Exploring OpenAI DALL·E APIs With Next.js

Edit images based on descriptions and more

Introduction

DALL·E is an AI system that can create realistic images and art from natural language descriptions. The software is named after the animated robot Pixar character WALL·E and the Spanish surrealist artist Salvador Dalí. This deep learning model is one of the AI products of OpenAI.

A previous article has described how to set up openAI account, and we continue to use the account to explore DALL·E. We also export OPENAI_API_KEY as an environment variable for the Next.js working environment. Next.js is a React Framework with a built-in client and server, where APIs are invoked on the server side.

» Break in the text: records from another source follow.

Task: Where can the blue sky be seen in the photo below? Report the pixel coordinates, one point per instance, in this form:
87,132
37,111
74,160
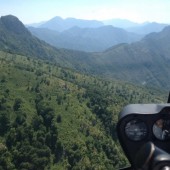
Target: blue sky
32,11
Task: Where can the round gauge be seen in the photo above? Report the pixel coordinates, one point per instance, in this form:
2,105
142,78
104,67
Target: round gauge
136,130
161,129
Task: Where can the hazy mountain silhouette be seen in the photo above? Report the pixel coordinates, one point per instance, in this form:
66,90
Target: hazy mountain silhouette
143,62
59,24
86,39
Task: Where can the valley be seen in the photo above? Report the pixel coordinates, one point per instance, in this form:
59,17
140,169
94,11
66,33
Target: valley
59,108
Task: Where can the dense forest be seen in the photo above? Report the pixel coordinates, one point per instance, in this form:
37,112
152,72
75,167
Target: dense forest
52,117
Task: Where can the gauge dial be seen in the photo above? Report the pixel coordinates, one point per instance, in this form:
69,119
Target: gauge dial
136,130
161,129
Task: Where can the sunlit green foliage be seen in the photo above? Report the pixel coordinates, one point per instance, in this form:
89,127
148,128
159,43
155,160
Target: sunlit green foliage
54,118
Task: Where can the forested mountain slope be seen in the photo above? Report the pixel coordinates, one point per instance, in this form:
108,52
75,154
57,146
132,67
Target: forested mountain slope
145,62
55,118
86,39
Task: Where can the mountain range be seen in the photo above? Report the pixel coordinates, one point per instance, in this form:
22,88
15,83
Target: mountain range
145,62
59,108
86,39
91,35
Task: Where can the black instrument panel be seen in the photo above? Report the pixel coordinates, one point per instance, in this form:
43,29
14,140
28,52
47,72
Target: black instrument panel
139,124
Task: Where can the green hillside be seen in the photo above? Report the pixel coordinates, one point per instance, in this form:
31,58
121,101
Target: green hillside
55,118
144,63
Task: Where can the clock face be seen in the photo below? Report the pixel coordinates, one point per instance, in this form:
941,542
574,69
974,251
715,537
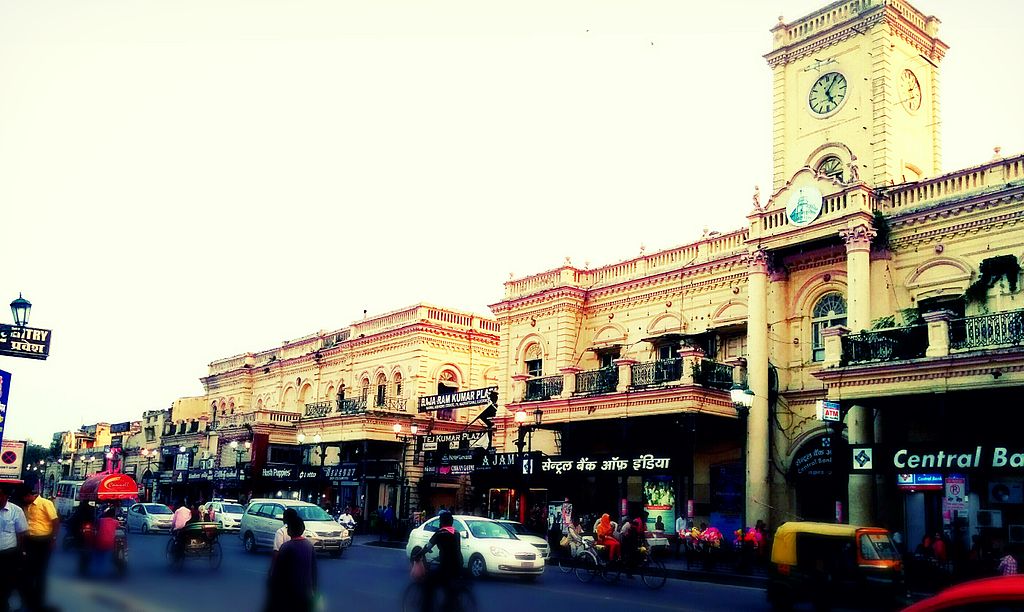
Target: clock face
826,93
909,90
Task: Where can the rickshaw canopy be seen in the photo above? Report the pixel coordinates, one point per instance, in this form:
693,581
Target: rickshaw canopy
783,550
108,487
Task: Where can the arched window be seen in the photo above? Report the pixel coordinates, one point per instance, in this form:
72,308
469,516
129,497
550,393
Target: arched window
381,389
830,310
832,167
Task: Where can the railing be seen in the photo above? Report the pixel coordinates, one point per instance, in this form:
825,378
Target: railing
987,331
352,405
389,402
602,380
714,375
885,345
656,373
544,388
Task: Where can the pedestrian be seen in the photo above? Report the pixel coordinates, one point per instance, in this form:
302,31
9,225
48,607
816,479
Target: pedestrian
43,528
13,527
1008,564
281,536
293,572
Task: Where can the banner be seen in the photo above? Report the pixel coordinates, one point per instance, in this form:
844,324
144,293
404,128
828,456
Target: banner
4,394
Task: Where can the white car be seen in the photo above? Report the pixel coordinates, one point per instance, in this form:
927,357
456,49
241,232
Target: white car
264,517
226,514
487,548
146,518
525,535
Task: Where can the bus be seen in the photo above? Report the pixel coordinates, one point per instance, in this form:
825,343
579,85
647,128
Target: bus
67,496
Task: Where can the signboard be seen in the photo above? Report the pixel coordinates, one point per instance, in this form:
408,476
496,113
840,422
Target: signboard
459,399
804,206
11,456
920,482
955,497
4,395
827,410
938,460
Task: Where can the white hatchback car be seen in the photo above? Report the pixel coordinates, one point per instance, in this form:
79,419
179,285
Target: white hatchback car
487,548
146,518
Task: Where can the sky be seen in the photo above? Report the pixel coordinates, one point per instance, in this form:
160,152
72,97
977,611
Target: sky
186,181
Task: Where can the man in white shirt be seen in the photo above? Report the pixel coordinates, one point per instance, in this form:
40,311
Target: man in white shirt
13,528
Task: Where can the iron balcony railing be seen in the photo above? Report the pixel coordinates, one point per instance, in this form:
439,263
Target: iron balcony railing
656,373
543,388
602,380
712,374
999,329
886,345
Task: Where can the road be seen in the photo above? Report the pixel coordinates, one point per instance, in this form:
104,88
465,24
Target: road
366,578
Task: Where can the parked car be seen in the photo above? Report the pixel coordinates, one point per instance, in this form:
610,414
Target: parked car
487,548
1001,593
226,514
150,517
264,517
527,536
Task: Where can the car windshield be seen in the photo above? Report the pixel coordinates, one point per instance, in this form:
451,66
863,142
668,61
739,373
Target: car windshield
312,513
488,530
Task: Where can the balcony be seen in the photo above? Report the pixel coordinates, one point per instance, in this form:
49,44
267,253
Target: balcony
544,388
987,331
650,374
713,375
602,380
885,345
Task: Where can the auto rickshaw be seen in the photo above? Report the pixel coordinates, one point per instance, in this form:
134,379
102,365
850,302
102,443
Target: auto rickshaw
827,563
112,489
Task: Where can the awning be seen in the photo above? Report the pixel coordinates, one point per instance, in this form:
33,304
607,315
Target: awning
101,487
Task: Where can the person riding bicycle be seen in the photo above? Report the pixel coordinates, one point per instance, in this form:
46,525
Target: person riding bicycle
449,566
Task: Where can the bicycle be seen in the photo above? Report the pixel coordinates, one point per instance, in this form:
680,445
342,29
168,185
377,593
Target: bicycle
651,571
413,598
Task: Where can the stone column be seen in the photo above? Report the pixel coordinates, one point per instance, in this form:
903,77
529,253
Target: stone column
518,388
625,366
568,380
758,491
938,333
834,345
860,428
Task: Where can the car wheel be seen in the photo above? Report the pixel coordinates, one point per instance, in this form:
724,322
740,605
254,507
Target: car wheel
249,542
477,567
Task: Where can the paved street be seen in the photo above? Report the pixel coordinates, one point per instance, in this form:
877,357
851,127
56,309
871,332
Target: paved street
366,578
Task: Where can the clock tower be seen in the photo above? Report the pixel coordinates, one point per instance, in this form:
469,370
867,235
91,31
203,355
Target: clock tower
855,93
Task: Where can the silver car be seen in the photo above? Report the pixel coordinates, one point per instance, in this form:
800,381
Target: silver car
264,517
146,518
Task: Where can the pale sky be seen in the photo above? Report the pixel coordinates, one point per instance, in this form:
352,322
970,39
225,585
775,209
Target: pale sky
185,181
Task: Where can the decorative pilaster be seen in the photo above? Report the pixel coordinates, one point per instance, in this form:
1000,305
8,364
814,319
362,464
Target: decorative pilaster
568,380
938,333
625,366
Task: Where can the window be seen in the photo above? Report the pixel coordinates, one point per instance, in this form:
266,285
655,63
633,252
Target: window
830,310
832,167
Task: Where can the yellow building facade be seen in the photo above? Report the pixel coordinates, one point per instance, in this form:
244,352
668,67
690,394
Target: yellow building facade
865,277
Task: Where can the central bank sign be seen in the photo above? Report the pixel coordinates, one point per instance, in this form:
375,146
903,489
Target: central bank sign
908,460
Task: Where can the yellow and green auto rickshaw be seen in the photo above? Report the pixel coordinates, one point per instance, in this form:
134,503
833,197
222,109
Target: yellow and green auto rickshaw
826,563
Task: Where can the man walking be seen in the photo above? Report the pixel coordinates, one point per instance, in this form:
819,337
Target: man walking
43,527
12,529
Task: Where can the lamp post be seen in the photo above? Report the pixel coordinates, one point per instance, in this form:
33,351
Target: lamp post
413,428
742,399
20,308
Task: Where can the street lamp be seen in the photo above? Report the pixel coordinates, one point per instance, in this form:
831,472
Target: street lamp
20,308
742,399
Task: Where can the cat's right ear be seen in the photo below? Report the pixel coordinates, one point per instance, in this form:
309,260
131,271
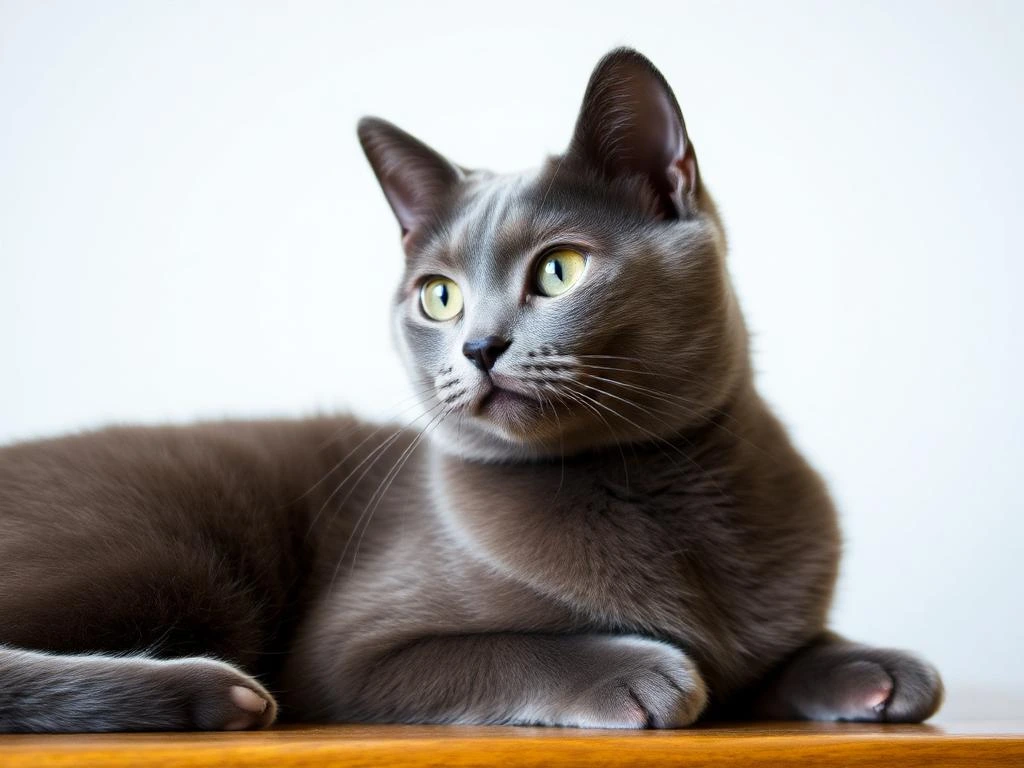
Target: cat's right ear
415,178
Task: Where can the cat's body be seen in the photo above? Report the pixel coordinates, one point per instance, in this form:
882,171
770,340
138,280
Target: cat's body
598,522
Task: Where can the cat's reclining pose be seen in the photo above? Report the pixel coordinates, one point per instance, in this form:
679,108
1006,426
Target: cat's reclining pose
599,522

We use the following command to set up a Next.js project named next-dalle2:

% yarn create next-app next-dalle2 --typescript
% cd next-dalle2

Execute the command, yarn dev, and we will see the default Next.js UI at http://localhost:3000. It is Next.js 13’s Get Started page.

In this article, we will explore DALL·E features and see how they can be used in Next.js. We’ll do the following:

Generate images based on language description
Create image variations based on a given image
Edit an existing image for inpainting and outpainting

Generate Images Based on Language Description

OpenAI provides an intuitive interface to generate images. You can type a detailed description in the input field and click the button, Generate.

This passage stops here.